Many liberals and Democrats in Congress have been pushing for a 'public option,' or a government-run health insurance company that would compete with private insurance companies. The public option was first proposed as a huge program that would take half the insurance market and use its size to force down costs and offer lower premiums. But the public option plan that is actually in Congress today is a shadow of the original plan, with so many restrictions that it would not be able to be big enough to offer real savings.
The other problem with the current bills in Congress is that they pit working people against each other. In order to get the private insurance companies to accept people who are already sick, it will force others to buy insurance that they can't really afford. To pay for the subsidies for lower-income working people, there will be future cuts in Medicare spending. The health reform bill also opens the door for new taxes on employer health insurance plans and explicitly excludes the undocumented.

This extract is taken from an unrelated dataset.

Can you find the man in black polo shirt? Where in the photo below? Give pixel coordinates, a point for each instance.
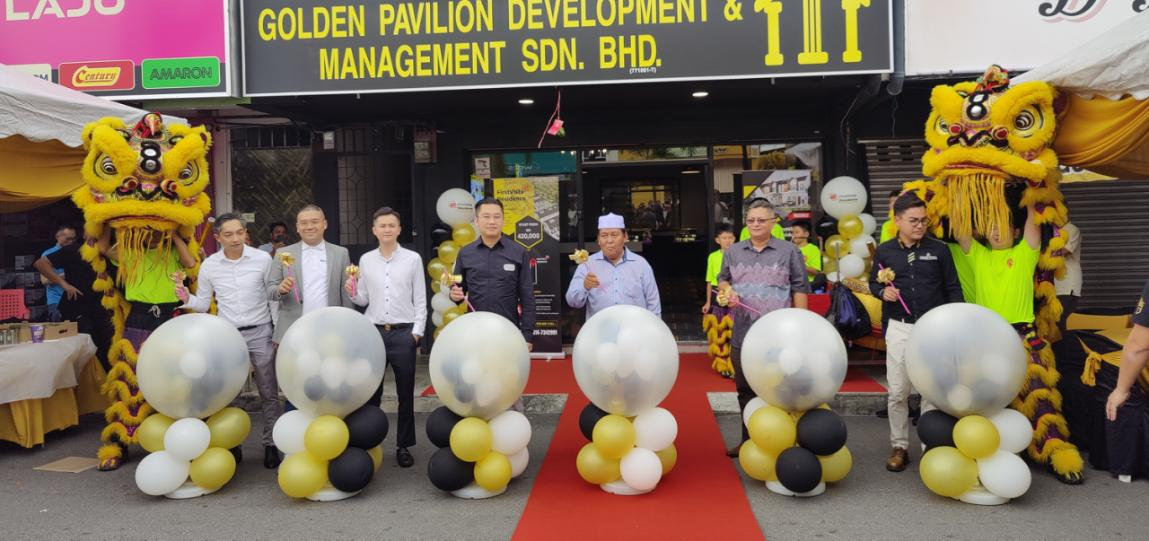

What working people really need is a government run, single-payer health care system. There is a model for this: Medicare, which covers people over 65 years of age and spends only 2% of total revenues on administration. In contrast, private health insurance companies that run 'Medicare Advantage' programs spend almost 17% of revenues on administration and profits. Medicare also benefits from its huge size, which allows it to reimburse hospitals and doctors at lower rates. A single-payer health insurance would have the same ability as Medicare to keep costs low.
Our neighbor to the north, Canada, has a government single-payer health care program, also called Medicare. In Canada the government health insurance bargains with drug companies to lower their prices, thus the well-know fact that prescription drugs are cheaper in Canada. But here in the United States, lobbying by the drug companies has led to a ban on the government bargaining for lower drug costs. It is no wonder that we have high health care costs, where 15.8% of our economy is devoted to health care, while in Canada, only 10% is. But Canadians manage to live longer and have a lower death rate for infants, while maintaining a choice of doctors. Thousands of doctors and now the country’s largest trade union federation have endorsed a single-payer insurance plan. The time is now to fight for health care reform for working people, not for profit-making insurance companies. The best way to do this is a single-payer plan.